SECONDARY OBJECTIVES:
I. To observe and record anti-tumor activity. II. To assess the side effects associated with combination APG-1252 and cobimetinib in advanced/recurrent endometrial and ovarian cancers, as measured by treatment-emergent and treatment-related adverse events by Common Terminology Criteria for Adverse Events (CTCAE) criteria.
III. To assess the activity of combination APG-1252 and cobimetinib in advanced/recurrent endometrial and ovarian cancers, via measures of clinical activity, including response rate (RR), progression-free survival (PFS), clinical benefit rate (CBR), and duration of response (DoR).
TRANSLATIONAL OBJECTIVES:
I. To evaluate the pharmacodynamic effects of combination APG-1252 and cobimetinib on BCL-xL activity, including BCL-xL:BAX and BCL-xL-BAK heterodimers, as measured by the National Clinical Laboratory Network (NCLN) apoptosis multiplex immunoassay.
II. To evaluate markers of response and resistance to APG-1252 and cobimetinib via whole exome sequencing and ribonucleic acid (RNA) sequencing obtained in pre-treatment/archival and on-treatment samples.
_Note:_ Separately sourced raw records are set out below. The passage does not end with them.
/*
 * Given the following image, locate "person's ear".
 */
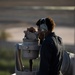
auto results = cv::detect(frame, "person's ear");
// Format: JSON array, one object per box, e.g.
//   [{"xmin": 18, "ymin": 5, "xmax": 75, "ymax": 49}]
[{"xmin": 36, "ymin": 19, "xmax": 40, "ymax": 26}]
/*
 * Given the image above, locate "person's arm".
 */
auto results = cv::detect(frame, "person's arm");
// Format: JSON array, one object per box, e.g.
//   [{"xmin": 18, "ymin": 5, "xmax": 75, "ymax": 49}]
[{"xmin": 40, "ymin": 41, "xmax": 52, "ymax": 74}]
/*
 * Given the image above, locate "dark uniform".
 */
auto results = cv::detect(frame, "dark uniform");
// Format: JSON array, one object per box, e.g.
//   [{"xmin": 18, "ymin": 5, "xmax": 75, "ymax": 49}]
[{"xmin": 38, "ymin": 32, "xmax": 63, "ymax": 75}]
III. To explore the effect of combination APG-1252 and cobimetinib on RAS pathway signaling, as measured by the NCLN ERK/MEK multiple immunoassay, and the association between RAS pathway activation with activity of combination APG-1252 and cobimetinib.
IV. To explore markers of response and resistance to APG-1252 and cobimetinib through evaluation of BIM and MCL1 expression and RAS pathway signaling by reverse phase protein array (RPPA) and by BIM and pERK expression by immunohistochemistry.
V. To determine pharmacokinetic (PK) parameters of APG-1252 and cobimetinib in combination.
VI. To investigate RAS allelic burden and resistance mutations in patients receiving combination APG-1252 and cobimetinib.
OUTLINE: This is a dose-escalation study of APG-1252 and cobimetinib followed by a dose-expansion study.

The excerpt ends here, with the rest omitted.